Staying completely still when it feels as though someone has opened a freezer door at the opposite end of the room and you’re wearing less than what you would on a holiday to Barcelona.  

I’d love to say things started to look up from here but that would be a fabrication of the truth.

“So your saying, it might possibly, could be but you don’t really know, can’t really give me an answer but is certainly most defiantly something to do with the inside of my knee, maybe the ACL?” 

I guess it’s a glimpse of light in comparison to… well I don’t really know how to finish that sentence.

But a contusion is what they called it, or deep tissue bruising in layman’s terms. I’m not a

medical professional so I don’t know really know what this means.

Luckily I have the help of one of the best physios in the business, if anyone was going to debunk this she was the one.

A couple more tests later…just to be safe…You’re knee really shouldn’t be doing that we both thought looking at my leg which now bent backwards and forwards.

“It’s very rare but sometimes the MRI is not always 100% accurate”.

There it is, that sinking feeling again.

Now four weeks in and I’m standing here on one leg still no closer to a conclusion.

I’m not going to sit here and say it’s been my biggest dream to do a ski season, that would be a lie.

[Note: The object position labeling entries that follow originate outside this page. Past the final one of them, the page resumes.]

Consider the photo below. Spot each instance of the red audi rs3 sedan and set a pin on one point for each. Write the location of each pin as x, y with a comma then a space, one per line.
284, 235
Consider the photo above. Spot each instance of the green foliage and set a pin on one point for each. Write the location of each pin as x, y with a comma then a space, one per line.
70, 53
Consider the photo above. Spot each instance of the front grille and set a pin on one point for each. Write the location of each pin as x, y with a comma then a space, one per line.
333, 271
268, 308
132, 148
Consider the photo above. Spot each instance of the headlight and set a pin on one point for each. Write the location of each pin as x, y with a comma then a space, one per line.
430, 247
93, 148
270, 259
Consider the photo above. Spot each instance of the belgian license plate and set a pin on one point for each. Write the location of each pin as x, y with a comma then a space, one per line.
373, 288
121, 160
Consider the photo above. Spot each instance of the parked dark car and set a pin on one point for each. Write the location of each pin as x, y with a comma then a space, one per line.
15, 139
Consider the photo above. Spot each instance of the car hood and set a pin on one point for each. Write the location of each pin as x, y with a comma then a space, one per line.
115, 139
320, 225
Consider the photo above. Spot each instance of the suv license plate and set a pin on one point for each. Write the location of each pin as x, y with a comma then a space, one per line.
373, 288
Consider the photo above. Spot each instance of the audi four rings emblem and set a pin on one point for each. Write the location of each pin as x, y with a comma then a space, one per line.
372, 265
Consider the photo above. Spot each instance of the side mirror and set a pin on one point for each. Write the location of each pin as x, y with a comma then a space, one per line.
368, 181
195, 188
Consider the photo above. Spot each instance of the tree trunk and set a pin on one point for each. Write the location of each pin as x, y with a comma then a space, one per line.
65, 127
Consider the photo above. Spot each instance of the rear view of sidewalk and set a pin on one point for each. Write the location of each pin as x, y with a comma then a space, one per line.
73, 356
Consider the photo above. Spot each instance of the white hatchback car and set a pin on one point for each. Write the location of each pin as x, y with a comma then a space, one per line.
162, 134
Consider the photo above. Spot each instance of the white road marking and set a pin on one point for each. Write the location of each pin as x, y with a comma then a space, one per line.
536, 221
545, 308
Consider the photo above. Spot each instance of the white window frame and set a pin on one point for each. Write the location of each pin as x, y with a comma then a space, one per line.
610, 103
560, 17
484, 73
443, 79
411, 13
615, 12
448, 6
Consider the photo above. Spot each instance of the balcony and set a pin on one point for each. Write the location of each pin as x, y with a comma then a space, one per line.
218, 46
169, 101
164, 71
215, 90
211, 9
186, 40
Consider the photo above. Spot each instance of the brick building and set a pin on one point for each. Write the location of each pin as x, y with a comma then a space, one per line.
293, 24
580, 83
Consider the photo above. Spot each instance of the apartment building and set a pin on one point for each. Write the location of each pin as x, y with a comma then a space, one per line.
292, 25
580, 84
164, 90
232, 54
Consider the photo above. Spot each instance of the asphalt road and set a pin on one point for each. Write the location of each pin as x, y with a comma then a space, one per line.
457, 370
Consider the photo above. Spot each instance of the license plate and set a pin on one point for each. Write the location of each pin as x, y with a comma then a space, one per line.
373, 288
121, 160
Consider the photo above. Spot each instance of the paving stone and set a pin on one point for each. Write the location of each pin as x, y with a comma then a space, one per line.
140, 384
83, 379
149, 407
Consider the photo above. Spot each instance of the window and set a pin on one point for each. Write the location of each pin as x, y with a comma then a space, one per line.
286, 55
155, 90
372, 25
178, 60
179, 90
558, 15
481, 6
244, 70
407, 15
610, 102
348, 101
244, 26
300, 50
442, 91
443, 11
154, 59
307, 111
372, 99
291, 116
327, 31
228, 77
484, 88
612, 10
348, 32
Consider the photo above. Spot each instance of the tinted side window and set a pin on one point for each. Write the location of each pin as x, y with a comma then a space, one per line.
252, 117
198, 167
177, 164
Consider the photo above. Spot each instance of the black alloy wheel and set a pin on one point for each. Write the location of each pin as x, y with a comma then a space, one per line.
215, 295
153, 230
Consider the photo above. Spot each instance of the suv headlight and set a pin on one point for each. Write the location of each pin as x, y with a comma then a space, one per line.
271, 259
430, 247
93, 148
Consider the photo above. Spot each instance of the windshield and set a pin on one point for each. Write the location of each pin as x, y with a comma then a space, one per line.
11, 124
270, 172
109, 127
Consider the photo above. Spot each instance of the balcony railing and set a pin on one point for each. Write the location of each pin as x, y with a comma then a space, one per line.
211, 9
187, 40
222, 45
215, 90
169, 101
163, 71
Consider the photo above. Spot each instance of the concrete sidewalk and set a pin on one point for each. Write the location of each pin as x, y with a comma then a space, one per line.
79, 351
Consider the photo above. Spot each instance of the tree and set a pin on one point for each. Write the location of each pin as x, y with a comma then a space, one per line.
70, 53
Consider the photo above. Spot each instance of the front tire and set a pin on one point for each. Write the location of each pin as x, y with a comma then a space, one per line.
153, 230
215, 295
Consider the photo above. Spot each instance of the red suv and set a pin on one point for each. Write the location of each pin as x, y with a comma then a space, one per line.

But Whether or not it was a dream of mine in the first place, this isn’t exactly how I imagined spending my ski season.

To flip it upside down.

I’m in the French alps.

There’s snow all around (finally).

There’s lots of new faces and lots of new places and I now have the chance to put my energy into something new.

It’s not always easy to look at the positive side and I’m very lucky in general to be in the situation I am in and nothing worse. But even the smallest issues in someone’s life can feel like the worlds out to get you in at that moment.